Visiting the campus of Nankai University in Tianjin Thursday morning, Xi said it is a priority to nurture patriotism among students for them to become a new generation of capable young people well-prepared to join the socialist cause.

In a square on campus, enthusiastic students welcomed Xi, shouting greetings such as “Welcome, General Secretary” and singing a patriotic song.
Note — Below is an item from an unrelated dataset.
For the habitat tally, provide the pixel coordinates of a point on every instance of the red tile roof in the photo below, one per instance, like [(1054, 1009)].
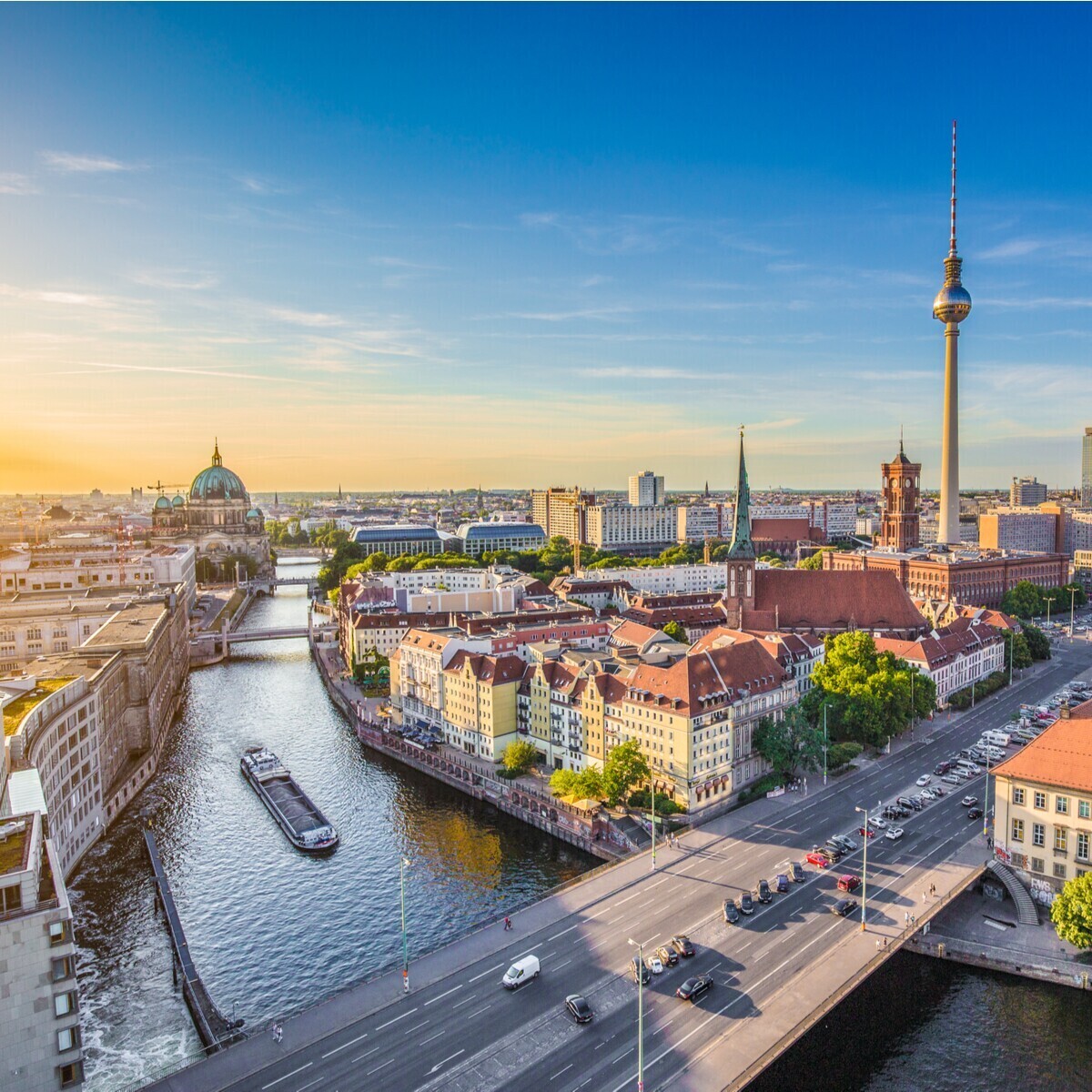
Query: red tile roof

Xi shook hands with students and waved to others in the crowd.

At a community in Heping District in Tianjin, Xi pointed out that community work should be people-centered with an accurate grasp of people’s needs and provide targeted and elaborate services for the residents in a timely manner.

He then visited a service and administration station for veterans in the community and stressed that setting up institutions for veteran affairs is to enhance the management of veterans and better protect their welfare in order to make military service a publicly respected occupation.

Talking about the large number of unique buildings and streets of historical and cultural significance in Tianjin, Xi asked for more care for the historical and cultural heritage in cities and better coordination of development and protection.

During his visit to the Tianjin port Thursday afternoon, Xi called for efforts to develop it into a world-class smart and green port, which can better serve the coordinated development of Beijing, Tianjin and Hebei as well as joint development of the Belt and Road Initiative.

Xi then visited the Binhai-Zhongguancun Science and Technology Park, where he highlighted the pressing task to rely on self-dependent innovation for advancing high-quality development and replacing old growth drivers with new ones.

On Friday morning, while visiting the sub-center of Beijing, Xi stressed that planning should take precedence over the construction of the sub-center while quality should be the top priority.

He said the sub-center should be made another “shining name card” of Beijing.


Xi made six demands to promote the coordinated development of the Beijing-Tianjin-Hebei region.

Efforts should be made to relocate the non-capital functions of Beijing in an active, proper and orderly manner, he said.

He stressed high-quality and high-standard planning and development of the Xiongan New Area and called for building a number of major infrastructure projects in transportation, water conservancy and public services in the new area.

The relocation of Beijing’s municipal organs should be taken as an opportunity to pursue high-quality planning and construction of the sub-center, Xi said, adding that the spatial layout and economic structure of Beijing should be optimized.

He stressed the need to take reform and innovation as impetus to inspire high-quality development and establish independent innovation bases.

Joint efforts must be made in the improvement and protection of ecology and environment, while more clean energy should be supplied, Xi said.

He called for a people-centered approach and joint work in developing the basic public services with shared benefits, adding that all poverty-stricken counties in the region should be lifted out of poverty by 2020.